Cinema com Rapadura

OPINIÃO   sexta-feira, 19 de abril de 2013

Uma Garrafa no Mar de Gaza (2011): um olhar raso sobre um conflito profundo

Abordando os conflitos na faixa de Gaza de maneira superficial, o longa tenta aproximação com o público jovem, mas esbarra na falta de contextualização.

Gaza1Com o advento da internet, podemos acompanhar em tempo real as notícias mundiais, dentre elas os altos e baixos da oposição entre Israel e Palestina e seu estado quase constante de alerta. No meio da transmissão rápida de informação, é por meio de um arcaico e aleatório canal que se inicia “Uma Garrafa no Mar de Gaza”, produção francesa na qual se desenvolve uma perspectiva imparcial da luta entre as duas nações.

A narrativa tem início após um atentado realizado por um homem-bomba em Jerusalém, quando Tal (Agathe Bonitzer), uma estudante francesa que mora em Israel, pede a seu irmão que jogue uma garrafa contendo uma mensagem ao mar. A mensagem, que questiona as razões do conflito que envolve os dois países e a insegurança causada por este estado de permanente guerra, é respondida por Naim (Mahmud Shalaby), entregador de uma loja de camisetas que vive uma vida difícil e receosa à sombra de um futuro incerto perante aos ataques israelenses.

Ao começarem a se corresponder, Naim, bastante irônico em postura defensiva, desconfia da ingenuidade da mensageira da garrafa e devolve, em comentários ácidos, as investidas da estudante por um maior entendimento entre eles. Contudo, este muro é pouco a pouco quebrado e ambos relatam um ao outro suas experiências vividas dos dois lados da guerra, trocando experiências e se aproximando.

Apesar de os protagonistas buscarem maior compreensão sobre a tensão entre os seus países, o filme romantiza e descontextualiza completamente a guerra ocorrente. Em momento algum somos apresentados aos aspectos políticos ou históricos relativos ao conflito e sua origem, vivendo-o por ambos os lados e sem tomar partido, porém nunca entendendo as razões das partes envolvidas de maneira mais aprofundada, o que dá a produção um caráter raso e inocente. De maneira tão descontextualizada quanto a situação das nações, a narrativa apresenta a França e a cultura francesa de maneira heroica, colocando-a como o objetivo ideal, esquecendo-se, todavia, do crescente preconceito que assola o país.

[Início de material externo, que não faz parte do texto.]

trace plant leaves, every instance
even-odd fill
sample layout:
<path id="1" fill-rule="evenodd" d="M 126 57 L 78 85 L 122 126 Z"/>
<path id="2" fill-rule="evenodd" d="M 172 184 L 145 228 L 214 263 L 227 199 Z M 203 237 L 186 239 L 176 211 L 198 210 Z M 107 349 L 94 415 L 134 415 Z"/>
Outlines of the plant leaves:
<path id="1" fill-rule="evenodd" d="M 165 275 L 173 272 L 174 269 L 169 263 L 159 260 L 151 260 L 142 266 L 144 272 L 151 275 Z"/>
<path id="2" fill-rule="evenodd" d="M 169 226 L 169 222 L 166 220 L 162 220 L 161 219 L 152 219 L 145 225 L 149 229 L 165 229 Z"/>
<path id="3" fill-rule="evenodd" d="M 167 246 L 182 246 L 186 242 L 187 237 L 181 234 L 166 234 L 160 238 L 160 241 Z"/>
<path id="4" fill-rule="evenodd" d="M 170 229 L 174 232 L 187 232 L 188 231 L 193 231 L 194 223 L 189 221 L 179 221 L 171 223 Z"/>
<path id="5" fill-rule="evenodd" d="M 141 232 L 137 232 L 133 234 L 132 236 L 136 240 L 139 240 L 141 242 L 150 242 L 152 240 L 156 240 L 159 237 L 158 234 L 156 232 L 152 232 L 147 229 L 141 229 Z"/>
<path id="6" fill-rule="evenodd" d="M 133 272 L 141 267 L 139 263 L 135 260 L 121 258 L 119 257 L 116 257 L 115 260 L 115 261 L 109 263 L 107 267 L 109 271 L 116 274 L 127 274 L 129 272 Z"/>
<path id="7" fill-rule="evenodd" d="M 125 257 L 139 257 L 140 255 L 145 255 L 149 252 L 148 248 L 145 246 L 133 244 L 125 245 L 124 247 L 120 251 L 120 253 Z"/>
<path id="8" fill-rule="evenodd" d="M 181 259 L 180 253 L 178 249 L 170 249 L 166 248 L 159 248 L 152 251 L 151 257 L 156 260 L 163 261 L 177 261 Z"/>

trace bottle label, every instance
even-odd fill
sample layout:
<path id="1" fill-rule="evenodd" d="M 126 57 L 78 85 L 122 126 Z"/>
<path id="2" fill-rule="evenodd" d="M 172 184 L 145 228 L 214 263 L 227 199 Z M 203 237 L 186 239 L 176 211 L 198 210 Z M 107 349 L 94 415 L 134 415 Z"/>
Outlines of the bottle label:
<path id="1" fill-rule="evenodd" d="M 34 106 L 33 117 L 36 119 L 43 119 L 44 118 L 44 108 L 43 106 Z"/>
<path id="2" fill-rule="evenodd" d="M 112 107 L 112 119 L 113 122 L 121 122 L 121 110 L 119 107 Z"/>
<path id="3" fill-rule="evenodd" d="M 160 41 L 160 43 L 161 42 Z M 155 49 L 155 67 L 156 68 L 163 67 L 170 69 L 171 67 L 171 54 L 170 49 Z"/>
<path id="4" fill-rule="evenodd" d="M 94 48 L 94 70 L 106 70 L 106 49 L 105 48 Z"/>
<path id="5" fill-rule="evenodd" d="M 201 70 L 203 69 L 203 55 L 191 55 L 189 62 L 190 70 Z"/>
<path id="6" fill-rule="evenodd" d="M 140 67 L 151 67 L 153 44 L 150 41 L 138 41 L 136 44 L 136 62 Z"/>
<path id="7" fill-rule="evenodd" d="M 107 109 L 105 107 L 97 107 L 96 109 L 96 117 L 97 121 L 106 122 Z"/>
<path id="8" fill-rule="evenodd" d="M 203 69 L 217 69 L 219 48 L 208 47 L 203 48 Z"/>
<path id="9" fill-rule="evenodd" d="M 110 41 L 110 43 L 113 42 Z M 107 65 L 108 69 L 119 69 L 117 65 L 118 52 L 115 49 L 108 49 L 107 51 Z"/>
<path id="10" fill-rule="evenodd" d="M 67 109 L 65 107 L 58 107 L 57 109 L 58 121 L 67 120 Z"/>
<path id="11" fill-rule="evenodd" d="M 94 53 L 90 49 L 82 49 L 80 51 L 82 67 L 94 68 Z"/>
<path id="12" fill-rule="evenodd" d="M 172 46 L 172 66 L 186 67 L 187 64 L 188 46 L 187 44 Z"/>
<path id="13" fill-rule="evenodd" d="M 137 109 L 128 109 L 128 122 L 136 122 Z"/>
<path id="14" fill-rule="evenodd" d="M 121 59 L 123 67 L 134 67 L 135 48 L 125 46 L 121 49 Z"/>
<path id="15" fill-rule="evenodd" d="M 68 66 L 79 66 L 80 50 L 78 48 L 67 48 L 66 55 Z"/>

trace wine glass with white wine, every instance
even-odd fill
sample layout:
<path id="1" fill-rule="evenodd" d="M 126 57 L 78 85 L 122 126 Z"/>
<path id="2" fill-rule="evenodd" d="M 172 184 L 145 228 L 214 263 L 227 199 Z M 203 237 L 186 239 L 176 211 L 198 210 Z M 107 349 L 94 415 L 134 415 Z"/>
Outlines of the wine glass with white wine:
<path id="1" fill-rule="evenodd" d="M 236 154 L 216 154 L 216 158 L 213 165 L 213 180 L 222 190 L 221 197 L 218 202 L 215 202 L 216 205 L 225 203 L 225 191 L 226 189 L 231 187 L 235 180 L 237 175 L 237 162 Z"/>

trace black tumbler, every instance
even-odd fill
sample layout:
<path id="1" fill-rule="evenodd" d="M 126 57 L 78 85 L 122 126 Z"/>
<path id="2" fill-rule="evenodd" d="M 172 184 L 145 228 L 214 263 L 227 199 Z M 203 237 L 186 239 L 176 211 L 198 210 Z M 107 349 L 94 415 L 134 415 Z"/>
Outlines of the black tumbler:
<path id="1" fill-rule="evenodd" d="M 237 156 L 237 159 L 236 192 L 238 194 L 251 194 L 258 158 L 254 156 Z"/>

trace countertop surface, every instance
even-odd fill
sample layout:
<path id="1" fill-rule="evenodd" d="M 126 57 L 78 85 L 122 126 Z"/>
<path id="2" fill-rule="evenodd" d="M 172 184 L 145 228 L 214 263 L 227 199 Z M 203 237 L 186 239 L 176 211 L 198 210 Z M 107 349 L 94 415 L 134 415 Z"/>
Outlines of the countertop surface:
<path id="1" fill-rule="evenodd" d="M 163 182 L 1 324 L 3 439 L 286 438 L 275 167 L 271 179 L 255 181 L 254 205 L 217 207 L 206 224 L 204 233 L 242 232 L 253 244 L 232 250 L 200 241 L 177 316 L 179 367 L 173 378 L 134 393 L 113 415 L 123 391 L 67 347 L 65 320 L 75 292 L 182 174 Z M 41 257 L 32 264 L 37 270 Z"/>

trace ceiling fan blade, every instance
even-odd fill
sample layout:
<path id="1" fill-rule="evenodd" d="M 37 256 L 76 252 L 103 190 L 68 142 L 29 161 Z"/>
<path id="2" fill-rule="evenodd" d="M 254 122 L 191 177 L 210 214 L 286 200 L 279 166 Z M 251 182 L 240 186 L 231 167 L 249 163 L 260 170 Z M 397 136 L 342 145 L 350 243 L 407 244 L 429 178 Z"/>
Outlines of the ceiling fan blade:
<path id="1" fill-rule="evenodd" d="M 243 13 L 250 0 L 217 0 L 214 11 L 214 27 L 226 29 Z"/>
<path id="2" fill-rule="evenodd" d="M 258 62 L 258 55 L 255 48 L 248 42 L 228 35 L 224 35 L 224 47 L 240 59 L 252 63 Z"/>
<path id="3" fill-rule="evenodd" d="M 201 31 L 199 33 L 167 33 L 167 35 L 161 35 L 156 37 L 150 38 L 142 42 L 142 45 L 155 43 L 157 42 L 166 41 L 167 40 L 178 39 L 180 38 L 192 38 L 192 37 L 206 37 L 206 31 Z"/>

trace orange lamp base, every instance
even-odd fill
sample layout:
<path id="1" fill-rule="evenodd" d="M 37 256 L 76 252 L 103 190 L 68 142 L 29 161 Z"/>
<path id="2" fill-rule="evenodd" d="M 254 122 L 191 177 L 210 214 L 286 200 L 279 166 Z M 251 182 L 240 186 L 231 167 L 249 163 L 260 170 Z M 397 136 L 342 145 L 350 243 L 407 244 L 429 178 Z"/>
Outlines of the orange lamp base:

A relação de amizade dos protagonistas torna-se o fio condutor da narrativa e, como um “Romeu e Julieta” moderno, apresenta os dois em lugares e situações opostas: Tal estuda e leva uma vida confortável em Israel, indo a diversas festas com os amigos, enquanto Naim vive com sua mãe em um lar pobre e trabalha com poucas expectativas, desesperançoso com as condições em que vive. O figurino se esforça para desvendar melhor o elo entre estes personagens, mas acaba caindo em representações óbvias que enfatizam as cores das bandeiras de ambos os países: Tal, que teve a iniciativa de contato e compreensão, utiliza com frequência roupas verdes que combinam com seus cabelos ruivos, formando um padrão que representa uma ligação com a bandeira da Palestina; enquanto Naim inicialmente utiliza também um figurino com base no vermelho e verde, mas ao estabelecer ligação com a jovem franco-israelense passa a vestir tons azuis e claros, representando a bandeira de Israel e sua ligação.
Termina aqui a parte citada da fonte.